About the Filmmakers...
SIDNEY LUMET (Director) is recognized as one of America's most prominent film directors. A tough-minded director who seeks projects with social significance, Lumet has explored prominent themes and issues more frequently--and more daringly--than any other contemporary filmmaker.
Lumet was originally a child actor, appearing in numerous Broadway productions, including "Dead End." He made his only film appearance at age 15 in "One Third of a Nation" (1939).
After returning from World War II service (1942-46) he organized an off-Broadway group and became its director. In 1950 he joined CBS where he amassed more than 250 credits ("Alcoa Hour," "Omnibus," et al.) in less than 10 years.

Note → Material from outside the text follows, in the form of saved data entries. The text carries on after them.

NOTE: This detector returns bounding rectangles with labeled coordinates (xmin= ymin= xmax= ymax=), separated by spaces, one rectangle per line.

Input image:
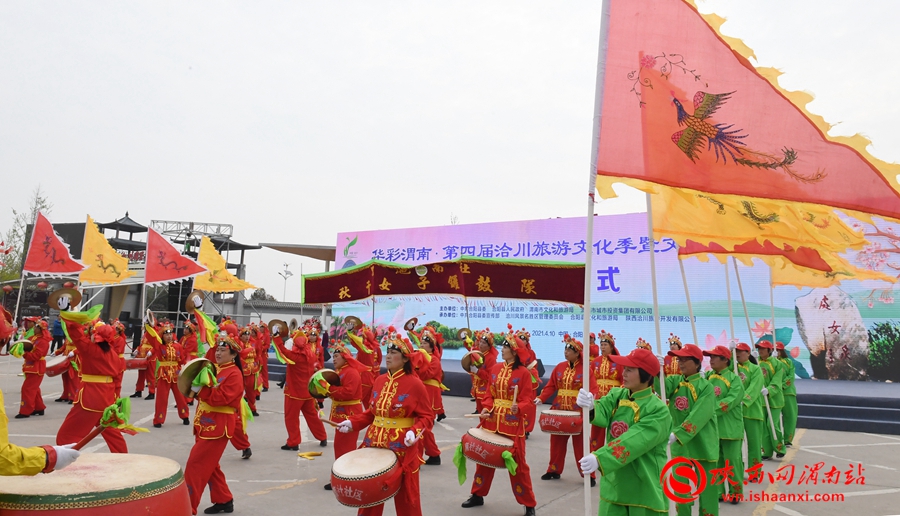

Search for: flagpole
xmin=725 ymin=261 xmax=735 ymax=341
xmin=580 ymin=1 xmax=611 ymax=513
xmin=732 ymin=258 xmax=755 ymax=344
xmin=677 ymin=255 xmax=699 ymax=345
xmin=12 ymin=211 xmax=39 ymax=331
xmin=770 ymin=267 xmax=777 ymax=349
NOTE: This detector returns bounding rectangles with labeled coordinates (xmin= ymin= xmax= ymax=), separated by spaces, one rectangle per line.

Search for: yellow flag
xmin=193 ymin=236 xmax=256 ymax=292
xmin=79 ymin=215 xmax=136 ymax=285
xmin=615 ymin=179 xmax=867 ymax=253
xmin=773 ymin=252 xmax=898 ymax=288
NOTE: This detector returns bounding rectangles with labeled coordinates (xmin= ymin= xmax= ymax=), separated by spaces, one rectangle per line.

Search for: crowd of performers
xmin=3 ymin=293 xmax=801 ymax=516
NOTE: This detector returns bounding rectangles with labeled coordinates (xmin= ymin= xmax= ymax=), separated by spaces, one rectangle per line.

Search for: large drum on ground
xmin=330 ymin=447 xmax=402 ymax=508
xmin=45 ymin=355 xmax=70 ymax=377
xmin=0 ymin=453 xmax=191 ymax=515
xmin=125 ymin=357 xmax=148 ymax=371
xmin=539 ymin=410 xmax=582 ymax=436
xmin=461 ymin=427 xmax=515 ymax=469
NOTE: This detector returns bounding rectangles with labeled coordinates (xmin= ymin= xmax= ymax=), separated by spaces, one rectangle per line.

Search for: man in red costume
xmin=53 ymin=319 xmax=81 ymax=404
xmin=337 ymin=328 xmax=434 ymax=516
xmin=256 ymin=322 xmax=271 ymax=392
xmin=535 ymin=334 xmax=597 ymax=485
xmin=144 ymin=320 xmax=190 ymax=428
xmin=111 ymin=320 xmax=127 ymax=398
xmin=56 ymin=315 xmax=128 ymax=453
xmin=272 ymin=328 xmax=328 ymax=450
xmin=589 ymin=330 xmax=622 ymax=451
xmin=130 ymin=331 xmax=156 ymax=399
xmin=181 ymin=321 xmax=200 ymax=359
xmin=184 ymin=333 xmax=244 ymax=515
xmin=462 ymin=325 xmax=537 ymax=516
xmin=17 ymin=319 xmax=50 ymax=418
xmin=319 ymin=342 xmax=366 ymax=491
xmin=238 ymin=327 xmax=260 ymax=416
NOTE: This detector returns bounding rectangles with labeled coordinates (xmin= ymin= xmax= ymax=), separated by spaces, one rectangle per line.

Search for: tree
xmin=0 ymin=186 xmax=53 ymax=282
xmin=852 ymin=219 xmax=899 ymax=308
xmin=250 ymin=288 xmax=277 ymax=301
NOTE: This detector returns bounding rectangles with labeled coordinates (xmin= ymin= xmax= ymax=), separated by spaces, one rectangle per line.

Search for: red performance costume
xmin=18 ymin=321 xmax=50 ymax=417
xmin=408 ymin=324 xmax=447 ymax=464
xmin=664 ymin=333 xmax=683 ymax=376
xmin=237 ymin=327 xmax=260 ymax=415
xmin=470 ymin=329 xmax=499 ymax=414
xmin=56 ymin=315 xmax=128 ymax=453
xmin=256 ymin=322 xmax=271 ymax=391
xmin=55 ymin=329 xmax=81 ymax=403
xmin=184 ymin=335 xmax=244 ymax=515
xmin=589 ymin=331 xmax=623 ymax=451
xmin=514 ymin=327 xmax=541 ymax=435
xmin=347 ymin=327 xmax=379 ymax=408
xmin=217 ymin=322 xmax=252 ymax=454
xmin=181 ymin=322 xmax=200 ymax=360
xmin=131 ymin=333 xmax=157 ymax=398
xmin=343 ymin=330 xmax=434 ymax=516
xmin=537 ymin=335 xmax=597 ymax=481
xmin=465 ymin=327 xmax=536 ymax=513
xmin=144 ymin=321 xmax=190 ymax=427
xmin=325 ymin=344 xmax=366 ymax=461
xmin=272 ymin=329 xmax=328 ymax=448
xmin=111 ymin=320 xmax=127 ymax=398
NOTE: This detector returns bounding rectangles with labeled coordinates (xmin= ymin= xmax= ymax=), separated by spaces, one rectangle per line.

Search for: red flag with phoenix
xmin=144 ymin=228 xmax=206 ymax=286
xmin=22 ymin=212 xmax=85 ymax=276
xmin=594 ymin=0 xmax=900 ymax=220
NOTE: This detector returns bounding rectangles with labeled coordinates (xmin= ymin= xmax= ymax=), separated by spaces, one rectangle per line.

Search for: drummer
xmin=664 ymin=333 xmax=683 ymax=376
xmin=17 ymin=319 xmax=50 ymax=418
xmin=470 ymin=329 xmax=498 ymax=415
xmin=322 ymin=342 xmax=367 ymax=491
xmin=256 ymin=321 xmax=272 ymax=393
xmin=515 ymin=327 xmax=541 ymax=437
xmin=184 ymin=333 xmax=244 ymax=515
xmin=111 ymin=320 xmax=127 ymax=398
xmin=336 ymin=328 xmax=433 ymax=516
xmin=408 ymin=323 xmax=447 ymax=465
xmin=237 ymin=326 xmax=260 ymax=417
xmin=182 ymin=320 xmax=201 ymax=359
xmin=347 ymin=325 xmax=377 ymax=408
xmin=589 ymin=330 xmax=622 ymax=451
xmin=53 ymin=318 xmax=81 ymax=404
xmin=129 ymin=330 xmax=157 ymax=400
xmin=272 ymin=327 xmax=329 ymax=450
xmin=534 ymin=334 xmax=597 ymax=485
xmin=56 ymin=316 xmax=128 ymax=453
xmin=462 ymin=326 xmax=536 ymax=516
xmin=217 ymin=322 xmax=253 ymax=459
xmin=144 ymin=320 xmax=190 ymax=427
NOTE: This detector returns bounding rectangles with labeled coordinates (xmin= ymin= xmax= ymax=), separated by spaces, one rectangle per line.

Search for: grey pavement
xmin=1 ymin=360 xmax=898 ymax=515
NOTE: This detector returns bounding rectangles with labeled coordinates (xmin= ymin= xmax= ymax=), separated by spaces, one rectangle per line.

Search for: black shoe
xmin=242 ymin=448 xmax=252 ymax=459
xmin=776 ymin=452 xmax=785 ymax=458
xmin=590 ymin=477 xmax=596 ymax=487
xmin=436 ymin=413 xmax=447 ymax=422
xmin=31 ymin=410 xmax=44 ymax=416
xmin=67 ymin=400 xmax=73 ymax=404
xmin=188 ymin=400 xmax=194 ymax=406
xmin=762 ymin=456 xmax=772 ymax=461
xmin=425 ymin=455 xmax=441 ymax=465
xmin=14 ymin=414 xmax=29 ymax=419
xmin=524 ymin=507 xmax=536 ymax=516
xmin=203 ymin=500 xmax=234 ymax=514
xmin=255 ymin=395 xmax=260 ymax=401
xmin=262 ymin=387 xmax=268 ymax=392
xmin=145 ymin=393 xmax=155 ymax=400
xmin=251 ymin=411 xmax=259 ymax=417
xmin=182 ymin=418 xmax=190 ymax=425
xmin=323 ymin=483 xmax=332 ymax=491
xmin=281 ymin=444 xmax=299 ymax=451
xmin=317 ymin=401 xmax=324 ymax=409
xmin=153 ymin=423 xmax=162 ymax=428
xmin=277 ymin=381 xmax=285 ymax=388
xmin=731 ymin=497 xmax=740 ymax=505
xmin=320 ymin=439 xmax=328 ymax=447
xmin=130 ymin=391 xmax=143 ymax=398
xmin=54 ymin=397 xmax=67 ymax=402
xmin=461 ymin=495 xmax=484 ymax=508
xmin=540 ymin=472 xmax=560 ymax=480
xmin=525 ymin=432 xmax=530 ymax=440
xmin=470 ymin=397 xmax=476 ymax=402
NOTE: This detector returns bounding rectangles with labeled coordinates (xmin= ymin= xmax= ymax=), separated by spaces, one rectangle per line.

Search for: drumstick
xmin=463 ymin=413 xmax=484 ymax=418
xmin=319 ymin=417 xmax=340 ymax=428
xmin=73 ymin=426 xmax=105 ymax=451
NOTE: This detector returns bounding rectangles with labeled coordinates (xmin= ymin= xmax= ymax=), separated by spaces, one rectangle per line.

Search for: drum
xmin=539 ymin=409 xmax=583 ymax=435
xmin=331 ymin=447 xmax=402 ymax=508
xmin=125 ymin=357 xmax=148 ymax=371
xmin=0 ymin=453 xmax=191 ymax=515
xmin=461 ymin=427 xmax=515 ymax=469
xmin=45 ymin=355 xmax=70 ymax=377
xmin=308 ymin=369 xmax=341 ymax=400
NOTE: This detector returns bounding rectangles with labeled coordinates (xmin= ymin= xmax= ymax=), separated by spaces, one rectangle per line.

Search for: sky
xmin=2 ymin=1 xmax=898 ymax=301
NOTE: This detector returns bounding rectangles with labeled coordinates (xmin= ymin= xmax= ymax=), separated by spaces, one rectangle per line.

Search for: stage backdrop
xmin=332 ymin=213 xmax=900 ymax=382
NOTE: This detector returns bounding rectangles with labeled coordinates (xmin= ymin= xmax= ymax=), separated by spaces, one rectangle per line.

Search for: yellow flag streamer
xmin=79 ymin=215 xmax=136 ymax=285
xmin=193 ymin=236 xmax=257 ymax=293
xmin=772 ymin=252 xmax=898 ymax=289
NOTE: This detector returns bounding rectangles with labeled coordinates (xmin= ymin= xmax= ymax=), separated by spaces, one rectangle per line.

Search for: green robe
xmin=737 ymin=361 xmax=763 ymax=420
xmin=704 ymin=368 xmax=744 ymax=440
xmin=662 ymin=373 xmax=719 ymax=462
xmin=778 ymin=357 xmax=796 ymax=397
xmin=590 ymin=386 xmax=671 ymax=514
xmin=758 ymin=357 xmax=785 ymax=409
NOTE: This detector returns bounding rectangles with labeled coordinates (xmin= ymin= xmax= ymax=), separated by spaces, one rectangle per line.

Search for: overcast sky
xmin=2 ymin=1 xmax=897 ymax=301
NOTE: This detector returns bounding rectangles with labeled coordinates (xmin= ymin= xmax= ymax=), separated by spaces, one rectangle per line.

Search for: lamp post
xmin=277 ymin=263 xmax=293 ymax=302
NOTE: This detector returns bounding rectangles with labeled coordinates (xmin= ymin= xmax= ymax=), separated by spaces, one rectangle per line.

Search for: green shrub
xmin=868 ymin=321 xmax=900 ymax=382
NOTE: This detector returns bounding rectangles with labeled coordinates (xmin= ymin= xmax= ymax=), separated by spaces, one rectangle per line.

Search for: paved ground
xmin=1 ymin=360 xmax=898 ymax=516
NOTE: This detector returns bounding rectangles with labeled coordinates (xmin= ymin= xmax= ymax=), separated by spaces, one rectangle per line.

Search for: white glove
xmin=576 ymin=388 xmax=594 ymax=410
xmin=272 ymin=324 xmax=281 ymax=334
xmin=52 ymin=444 xmax=80 ymax=471
xmin=761 ymin=387 xmax=769 ymax=396
xmin=579 ymin=453 xmax=599 ymax=475
xmin=533 ymin=397 xmax=542 ymax=405
xmin=337 ymin=420 xmax=353 ymax=434
xmin=469 ymin=365 xmax=479 ymax=374
xmin=404 ymin=430 xmax=418 ymax=447
xmin=146 ymin=352 xmax=152 ymax=358
xmin=67 ymin=351 xmax=74 ymax=358
xmin=657 ymin=355 xmax=666 ymax=366
xmin=668 ymin=433 xmax=677 ymax=445
xmin=190 ymin=295 xmax=203 ymax=309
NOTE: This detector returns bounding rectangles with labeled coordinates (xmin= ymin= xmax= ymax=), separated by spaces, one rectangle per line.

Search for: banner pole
xmin=12 ymin=210 xmax=40 ymax=331
xmin=732 ymin=258 xmax=755 ymax=345
xmin=725 ymin=261 xmax=735 ymax=341
xmin=578 ymin=1 xmax=612 ymax=512
xmin=677 ymin=255 xmax=699 ymax=346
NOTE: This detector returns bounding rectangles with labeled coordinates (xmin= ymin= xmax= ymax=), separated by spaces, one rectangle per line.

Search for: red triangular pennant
xmin=22 ymin=212 xmax=85 ymax=277
xmin=144 ymin=228 xmax=207 ymax=286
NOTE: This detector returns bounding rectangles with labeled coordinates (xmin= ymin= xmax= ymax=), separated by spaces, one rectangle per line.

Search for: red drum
xmin=539 ymin=409 xmax=583 ymax=435
xmin=125 ymin=357 xmax=148 ymax=371
xmin=461 ymin=427 xmax=514 ymax=469
xmin=0 ymin=453 xmax=191 ymax=515
xmin=45 ymin=355 xmax=70 ymax=377
xmin=331 ymin=447 xmax=402 ymax=508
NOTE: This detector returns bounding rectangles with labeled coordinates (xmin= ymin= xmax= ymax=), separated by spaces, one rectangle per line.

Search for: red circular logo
xmin=609 ymin=420 xmax=629 ymax=438
xmin=660 ymin=457 xmax=707 ymax=504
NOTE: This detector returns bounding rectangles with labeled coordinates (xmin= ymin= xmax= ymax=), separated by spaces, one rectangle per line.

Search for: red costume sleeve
xmin=539 ymin=362 xmax=565 ymax=403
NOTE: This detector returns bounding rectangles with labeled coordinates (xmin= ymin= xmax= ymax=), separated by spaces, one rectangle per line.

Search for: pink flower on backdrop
xmin=751 ymin=320 xmax=773 ymax=340
xmin=639 ymin=54 xmax=657 ymax=69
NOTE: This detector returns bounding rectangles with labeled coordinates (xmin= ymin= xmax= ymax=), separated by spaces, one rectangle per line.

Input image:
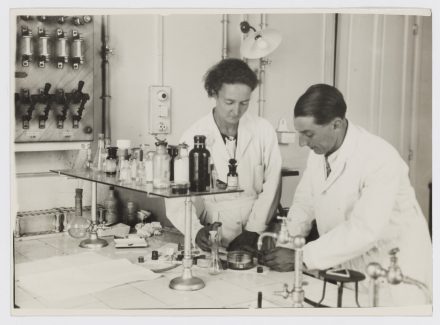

Lumet made his directorial debut in 1957 with "Twelve Angry Men" starring Henry Fonda, which was nominated for three Academy Awards, including Best Picture. "Twelve Angry Men" earned Lumet a nomination for the coveted Directors Guild Award in addition to an Academy Award nomination for Best Director.
He has transposed to films such major plays as Tennessee Williams' "Orpheus Descending" (released in 1960 as "The Fugitive Kind"); Arthur Miller's "A View From the Bridge" (1962); Eugene O'Neill's "Long Day's Journey Into Night" (1962); and more recently "Equus" (1977), "The Wiz" (1978) and "Deathtrap" (1982).
His other films include the tense political drama "Fail Safe" (1964); "The Pawnbroker" (1965), starring Rod Steiger; "The Anderson Tapes" (1971); the police drama "Serpico" (1973), starring Al Pacino; the Agatha Christie mystery "Murder on the Orient Express" (1974); and "Dog Day Afternoon" (1975), also starring Pacino, which was nominated for six Academy Awards, including Best Picture and Best Director.
Lumet scored one of his biggest successes with "Network" (1976), a scathing satire on television. The film was nominated for ten Academy Awards, including Best Picture and Best Director. The film won four Oscars, including a posthumous one for Peter Finch as Best Actor, Best Actress (Faye Dunaway) and one for Paddy Chayefsky's screenplay.
Lumet's films have been nominated for more than forty Academy Awards. With "The Verdict" (1982), Lumet earned his fourth nomination as Best Director. He also received a nomination for co-writing "Prince of the City" (1981) with Jay Presson Allen.
His most recent films include the adaptation of E.L. Doctorow's bestseller "Daniel" (1983); the touching comedy "Garbo Talks" (1984); "Power" (1985), a film about media manipulation in politics; and the murder mystery "The Morning After" (1986).
GRIFFIN DUNNE and AMY ROBINSON (Producers) began working together in 1977, when they teamed with Mark Metcalf to organize Triple Play Productions. Their first project was a film based on Ann Beattie's novel Chilly Scenes of Winter, directed by Joan Micklin Silver, and starring John Heard. The film was released in 1979 under the title "Head Over Heels," although it was later re-released in 1982 under its original Ann Beattie title.
In 1982, Dunne and Robinson activated Double Play Productions to produce "Baby, It's You." Based on a story by Robinson, the film starred Rosanna Arquette and Vincent Spano and was directed by John Sayles from his own screenplay. Their next project together was Martin Scorsese's successful black comedy "After Hours," which starred Griffin Dunne and Rosanna Arquette.
Dunne and Robinson are currently in pre-production on "Once Around," to be directed by Lasse Hallstrom ("My Life as a Dog") for Cinecom. Upcoming projects include "The Foreigner," based on a play by Larry Shue to be directed by Jim Abrahams ("Big Business") and the film adaptation of Glenn Savan's book "White Palace" to be produced in conjunction with Sydney Pollack and Mark Rosenberg.